SEGA’s latest financial report reveals it will continue to revive older and existing IP while also capitalising on external and new franchises:

With regard to the Entertainment Contents Business, the Group will continue to advance the launch of new titles in the field of digital game software. In addition, the Group will advance efforts to capitalize on existing, revival, external and new IPs in each business field.

This follows a first quarter where sales and profits across the board have generally slowed for the Japanese company. Year-over-year consolidated net sales dropped by 35.8 percent and profits dropped by 97.1 percent for the same period. Operating income has gone down from ¥3.7 billion (33.2 million) to ¥1.6 billion ($14.4 million). This is linked to a drop in combined digital and physical sales. Surprisingly, physical sales managed to outperform the existing year, despite the overall slump. 
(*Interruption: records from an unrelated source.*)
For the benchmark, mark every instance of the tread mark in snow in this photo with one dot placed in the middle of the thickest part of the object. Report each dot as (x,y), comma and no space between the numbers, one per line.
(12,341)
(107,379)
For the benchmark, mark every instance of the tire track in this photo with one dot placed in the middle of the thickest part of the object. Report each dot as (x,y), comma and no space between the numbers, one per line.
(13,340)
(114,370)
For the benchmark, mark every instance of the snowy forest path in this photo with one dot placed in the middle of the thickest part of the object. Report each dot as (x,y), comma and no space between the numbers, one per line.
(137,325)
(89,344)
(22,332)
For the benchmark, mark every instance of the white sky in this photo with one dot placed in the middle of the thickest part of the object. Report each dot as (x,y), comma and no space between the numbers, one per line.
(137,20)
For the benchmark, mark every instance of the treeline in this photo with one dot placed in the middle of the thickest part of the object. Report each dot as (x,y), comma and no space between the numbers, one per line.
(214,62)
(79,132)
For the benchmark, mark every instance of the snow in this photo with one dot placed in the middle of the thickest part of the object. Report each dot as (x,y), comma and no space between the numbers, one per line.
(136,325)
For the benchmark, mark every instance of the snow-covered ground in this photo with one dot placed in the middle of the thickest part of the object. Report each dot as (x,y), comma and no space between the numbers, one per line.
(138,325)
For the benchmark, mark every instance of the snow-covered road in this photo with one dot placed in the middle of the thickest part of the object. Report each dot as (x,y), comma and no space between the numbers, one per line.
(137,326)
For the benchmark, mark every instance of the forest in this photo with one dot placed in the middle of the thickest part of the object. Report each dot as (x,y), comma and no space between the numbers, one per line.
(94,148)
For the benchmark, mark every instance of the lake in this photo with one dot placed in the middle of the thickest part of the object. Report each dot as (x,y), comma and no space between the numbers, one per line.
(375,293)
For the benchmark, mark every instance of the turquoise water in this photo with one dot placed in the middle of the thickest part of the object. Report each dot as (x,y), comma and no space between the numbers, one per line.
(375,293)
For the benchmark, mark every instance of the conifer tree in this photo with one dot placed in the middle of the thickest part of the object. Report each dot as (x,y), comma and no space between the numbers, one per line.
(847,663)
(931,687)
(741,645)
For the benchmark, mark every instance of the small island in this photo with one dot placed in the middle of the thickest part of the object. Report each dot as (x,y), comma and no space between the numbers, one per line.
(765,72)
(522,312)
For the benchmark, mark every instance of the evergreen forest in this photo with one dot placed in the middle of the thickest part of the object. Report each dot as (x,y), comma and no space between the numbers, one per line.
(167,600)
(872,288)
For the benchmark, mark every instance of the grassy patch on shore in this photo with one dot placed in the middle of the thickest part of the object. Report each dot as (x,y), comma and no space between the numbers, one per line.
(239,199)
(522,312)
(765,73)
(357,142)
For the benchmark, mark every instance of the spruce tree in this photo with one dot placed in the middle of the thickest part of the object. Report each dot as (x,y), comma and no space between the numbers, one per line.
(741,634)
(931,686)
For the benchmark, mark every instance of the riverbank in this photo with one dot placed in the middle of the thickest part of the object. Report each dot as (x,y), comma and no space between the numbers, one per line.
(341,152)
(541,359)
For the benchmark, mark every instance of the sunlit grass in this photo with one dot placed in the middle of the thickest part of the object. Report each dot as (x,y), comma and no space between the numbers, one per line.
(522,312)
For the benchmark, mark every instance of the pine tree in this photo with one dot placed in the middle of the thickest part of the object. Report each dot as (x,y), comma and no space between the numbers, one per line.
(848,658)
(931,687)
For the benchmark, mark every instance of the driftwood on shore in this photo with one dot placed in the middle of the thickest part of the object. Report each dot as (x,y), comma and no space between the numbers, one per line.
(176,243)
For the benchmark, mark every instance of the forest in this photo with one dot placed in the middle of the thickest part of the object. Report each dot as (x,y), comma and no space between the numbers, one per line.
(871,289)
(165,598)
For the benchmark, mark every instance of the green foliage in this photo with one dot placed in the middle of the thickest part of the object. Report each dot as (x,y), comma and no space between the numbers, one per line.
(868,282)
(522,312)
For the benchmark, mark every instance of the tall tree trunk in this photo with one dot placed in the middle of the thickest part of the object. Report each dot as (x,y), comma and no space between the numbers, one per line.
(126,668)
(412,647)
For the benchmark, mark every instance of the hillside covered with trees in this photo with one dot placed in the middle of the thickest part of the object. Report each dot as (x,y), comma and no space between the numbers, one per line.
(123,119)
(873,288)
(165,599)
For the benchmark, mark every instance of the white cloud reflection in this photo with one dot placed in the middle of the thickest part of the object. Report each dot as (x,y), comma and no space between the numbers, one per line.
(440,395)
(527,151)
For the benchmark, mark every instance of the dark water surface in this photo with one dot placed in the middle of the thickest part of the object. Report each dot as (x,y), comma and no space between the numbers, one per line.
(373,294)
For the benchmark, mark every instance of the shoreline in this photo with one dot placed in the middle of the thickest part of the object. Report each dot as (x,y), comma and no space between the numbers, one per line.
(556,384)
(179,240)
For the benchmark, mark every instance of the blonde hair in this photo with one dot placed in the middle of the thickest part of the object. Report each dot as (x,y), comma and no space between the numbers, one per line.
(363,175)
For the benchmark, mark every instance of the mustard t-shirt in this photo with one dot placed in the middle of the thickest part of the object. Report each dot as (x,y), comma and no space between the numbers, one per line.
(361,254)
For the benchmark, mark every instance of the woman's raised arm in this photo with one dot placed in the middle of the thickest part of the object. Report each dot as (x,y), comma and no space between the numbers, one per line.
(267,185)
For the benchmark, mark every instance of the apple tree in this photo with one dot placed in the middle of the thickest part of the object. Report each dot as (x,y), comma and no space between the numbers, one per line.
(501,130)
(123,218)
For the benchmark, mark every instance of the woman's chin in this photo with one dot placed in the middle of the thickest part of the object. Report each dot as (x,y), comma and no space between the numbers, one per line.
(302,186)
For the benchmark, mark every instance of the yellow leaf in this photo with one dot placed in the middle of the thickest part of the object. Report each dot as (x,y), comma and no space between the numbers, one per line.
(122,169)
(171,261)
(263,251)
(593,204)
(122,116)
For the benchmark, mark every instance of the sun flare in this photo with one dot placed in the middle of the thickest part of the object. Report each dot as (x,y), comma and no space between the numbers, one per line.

SEGA noted how its new IP on digital storefronts had performed better. The company expects the digital arena to become increasingly competitive, hopes physical game sales can continue to expand and forecasts growth within Asia:

Regarding the environment of the Entertainment Contents Business, in the field of digital game software, as the predominance of leading publishers in Japan is accelerating, the competitive environment is further intensifying, with titles that capitalize on powerful IPs (Intellectual Properties), on top of being high-quality products, becoming hits.

In overseas business, future growth is expected mainly in Asia. With regard to the packaged game software market, expectations are rising for future expansion of the market due to the penetration of hardware of home video game console, while game distribution platforms such as Steam are expanding in the PC games market.